Radio Maximum
- Russia;
- Broadcast area: Russia
- Frequency: 103.7 MHz in Moscow

Programming
- Format: Contemporary hit radio

Ownership
- Owner: Russian Media Group; (Radio Maximum CJSC);
- Sister stations: DFM [ru] Hit FM Radio Monte Carlo Russia Russkoye Radio

History
- First air date: December 25, 1991

Links
- Website: maximum.ru

= Radio Maximum =

Russian radio station

Radio Maximum is a Russian radio station, specializing in pop and rock music.

Founded in 1991 as a joint venture of Westwood One, Harris Corporation, StoryFirst Communications, and The Moscow News weekly, Maximum is currently owned and operated by Russian Media Group (Russkaya Mediagruppa - RMG). It started broadcasting in Moscow on December 25, 1991 on the frequency of 103.7 MHz. Broadcasting in St. Petersburg commenced in early 1993. The radio station was among the first Russian music stations to start round the clock broadcasting in 1994.

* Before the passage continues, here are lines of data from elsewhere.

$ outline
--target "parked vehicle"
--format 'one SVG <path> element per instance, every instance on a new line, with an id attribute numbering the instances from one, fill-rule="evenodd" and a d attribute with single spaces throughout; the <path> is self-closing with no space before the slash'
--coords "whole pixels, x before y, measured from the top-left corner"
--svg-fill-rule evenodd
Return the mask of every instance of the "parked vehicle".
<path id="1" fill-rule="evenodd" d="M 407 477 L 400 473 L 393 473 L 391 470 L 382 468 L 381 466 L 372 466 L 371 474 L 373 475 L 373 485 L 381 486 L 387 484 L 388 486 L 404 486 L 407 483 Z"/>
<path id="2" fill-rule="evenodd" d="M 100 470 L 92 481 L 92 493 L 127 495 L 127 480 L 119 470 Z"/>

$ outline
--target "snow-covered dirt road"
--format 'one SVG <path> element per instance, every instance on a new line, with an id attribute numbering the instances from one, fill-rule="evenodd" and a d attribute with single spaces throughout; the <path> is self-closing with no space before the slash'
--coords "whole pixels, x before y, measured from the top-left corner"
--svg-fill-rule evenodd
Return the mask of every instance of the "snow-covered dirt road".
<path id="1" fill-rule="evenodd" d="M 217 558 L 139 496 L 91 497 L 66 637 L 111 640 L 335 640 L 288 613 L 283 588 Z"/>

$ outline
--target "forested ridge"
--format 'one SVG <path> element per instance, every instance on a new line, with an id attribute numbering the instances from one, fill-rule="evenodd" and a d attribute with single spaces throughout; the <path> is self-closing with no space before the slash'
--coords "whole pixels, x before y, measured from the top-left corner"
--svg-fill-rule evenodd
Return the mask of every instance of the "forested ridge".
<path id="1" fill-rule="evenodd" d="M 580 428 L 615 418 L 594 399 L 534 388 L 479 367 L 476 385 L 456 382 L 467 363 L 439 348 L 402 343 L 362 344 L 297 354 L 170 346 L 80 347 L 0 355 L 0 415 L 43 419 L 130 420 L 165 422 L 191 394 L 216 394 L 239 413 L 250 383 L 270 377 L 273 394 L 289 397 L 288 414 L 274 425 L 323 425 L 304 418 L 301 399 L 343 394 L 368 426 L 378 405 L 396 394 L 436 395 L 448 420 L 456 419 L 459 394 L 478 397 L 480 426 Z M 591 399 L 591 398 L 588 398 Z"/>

Radio Maximum's format is broad, and includes both western and Russian rock and pop music.

The station is popular, with a successful morning show, which at different times was hosted by such celebrities as Olga Maximova, Kostya Mikhalov, Gennady Bachinsky and Sergey Stillavin.

Radio Maximum is also known for the Maxidrom rock festival, which used to be held every May in Moscow, Russia.